Marriage and Couples Counseling

We are what we are in relationship. In partnership, we can be our best selves, excel our growth and actualize unimaginable potential that is unobtainable as an individual. And, we also often find ourselves relating in ways that confound us, uncertain how much to invest in a particular relationship, wondering why we repeat patterns, and how we've developed habits of relating that cause stress and discord.

Counseling can give you the tools to be the person in relationship that you've always wanted to be and to create the relationship you've always envisioned, but have not yet been able to actualize.

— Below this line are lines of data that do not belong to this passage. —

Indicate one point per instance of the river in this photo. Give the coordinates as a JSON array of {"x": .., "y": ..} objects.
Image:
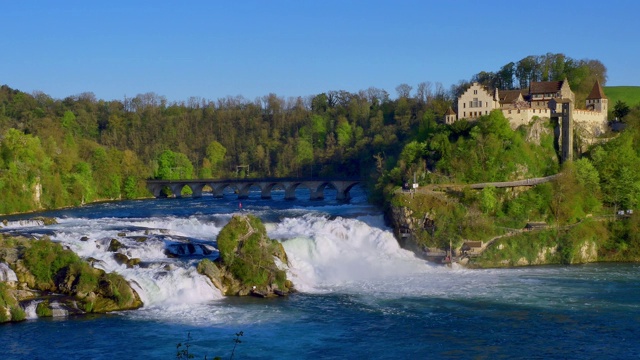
[{"x": 360, "y": 295}]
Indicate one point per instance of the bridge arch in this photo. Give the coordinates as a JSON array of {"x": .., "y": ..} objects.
[{"x": 242, "y": 187}]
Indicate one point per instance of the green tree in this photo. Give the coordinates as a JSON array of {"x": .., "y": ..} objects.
[
  {"x": 620, "y": 110},
  {"x": 215, "y": 154}
]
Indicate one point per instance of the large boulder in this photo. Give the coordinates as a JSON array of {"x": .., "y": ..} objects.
[
  {"x": 42, "y": 268},
  {"x": 247, "y": 261}
]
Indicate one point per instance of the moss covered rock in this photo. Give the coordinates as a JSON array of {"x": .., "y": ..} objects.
[
  {"x": 43, "y": 267},
  {"x": 247, "y": 262}
]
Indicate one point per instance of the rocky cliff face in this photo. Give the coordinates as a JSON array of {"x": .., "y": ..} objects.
[{"x": 247, "y": 264}]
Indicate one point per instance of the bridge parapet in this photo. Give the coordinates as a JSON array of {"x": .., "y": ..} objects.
[{"x": 243, "y": 186}]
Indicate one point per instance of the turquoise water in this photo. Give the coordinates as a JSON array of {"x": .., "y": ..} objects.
[{"x": 361, "y": 296}]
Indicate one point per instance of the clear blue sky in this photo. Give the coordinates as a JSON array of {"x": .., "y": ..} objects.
[{"x": 212, "y": 49}]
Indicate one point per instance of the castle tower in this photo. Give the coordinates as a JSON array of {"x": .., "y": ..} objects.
[
  {"x": 597, "y": 100},
  {"x": 449, "y": 116}
]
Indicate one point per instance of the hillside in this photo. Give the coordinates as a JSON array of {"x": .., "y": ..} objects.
[{"x": 628, "y": 94}]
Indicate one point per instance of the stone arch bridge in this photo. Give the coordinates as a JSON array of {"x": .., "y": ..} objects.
[{"x": 242, "y": 187}]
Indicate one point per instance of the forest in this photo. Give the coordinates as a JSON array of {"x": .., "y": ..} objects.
[{"x": 66, "y": 152}]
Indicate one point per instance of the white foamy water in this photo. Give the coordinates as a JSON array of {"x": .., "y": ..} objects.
[
  {"x": 334, "y": 253},
  {"x": 160, "y": 281}
]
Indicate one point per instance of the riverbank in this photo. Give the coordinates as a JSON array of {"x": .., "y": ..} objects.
[{"x": 422, "y": 220}]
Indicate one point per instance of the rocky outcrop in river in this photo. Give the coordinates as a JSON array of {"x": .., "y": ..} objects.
[
  {"x": 248, "y": 262},
  {"x": 39, "y": 277}
]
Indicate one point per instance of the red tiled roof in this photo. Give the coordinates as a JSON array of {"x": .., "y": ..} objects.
[
  {"x": 545, "y": 87},
  {"x": 596, "y": 92},
  {"x": 508, "y": 96}
]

Whether you're a new couple, have been married for decades, have an unconventional relationship, are wanting a more amicable divorce, looking to co-parent separately but effectively, or want to change the way you relate to a family member, counseling can qualitatively change the way you see, experience, and engage with one another.

My approach to supporting couples in their relationships is for us to begin to attend to the third entity that is created by the two of you, that third entity is my client as well, and must be understood and attended to in the way any individual would be in therapy.

You’ll learn effective skills in:

  • Communicating with yourself so that you better know what your needs are, and with your partner in an effective and

    non-reactive manner

  • How to have healthy conflict that brings you closer, rather than further apart

  • How to increase your emotional connection and security in your attachment to each other

  • How to stop reacting and triggering each other, and how to instead start reconnecting

  • How to stop negative cycles and start positive ones

  • How to help each other become aware of your subconscious motivations and fears to begin to heal so that you can grow

    together and become the people you want to be

Couples counseling in general has shown to be extremely effective. Simply committing to working on the relationship together, increasing communication, and having a third party help to identify negative cycles can begin to build positive cycles and work through the most difficult points in your relationship. But like any counseling relationship, you need to feel comfortable with, and confident in, the clinician providing services. I provide a free 20 minute consultation in order to make sure we're a good fit, and if we're not, I will be diligent in finding the right fit for you.

Romantic relationships tend to have well-defined stages that are shared by most couples. The well-known saying, "seven year itch" refers to the statistical fact that the majority of divorces happen around the 7 year mark (often accelerated by external negative events, or slowed down by frequent absences). Couples who sailed through the honeymoon stage, struggled through the disillusionment stage, and unknowingly harmed the relationship during the finding independence stage, often come in to counseling as a last resort during this make it or break it stage. If you find yourself there, know that there is hope! This is a normal progression of committed relationships and being at a crossroads means you both have a choice. Being in counseling at this stage can help to stop the damage being done to your relationship and give you a path that you can walk together toward a more connected, honest, communicative, and authentic relationship that is thriving, instead of simply surviving. Even if individuals have acted outside of the relationship through infidelity, secrecy, heavily investing in activities that are not relationship-conducive, not all is lost.

To forgive, rebuild trust, and be open to the possibility that each person is capable of recommitting and changing in drastic ways, a whole new relationship has to be created. But first both people need to grieve the loss, and let go of the old relationship, to process the hurt caused, and to recommit to starting a whole new journey- one of openness, vulnerability, and growth. Once you have each taken the first steps toward this new relationship, so much is possible!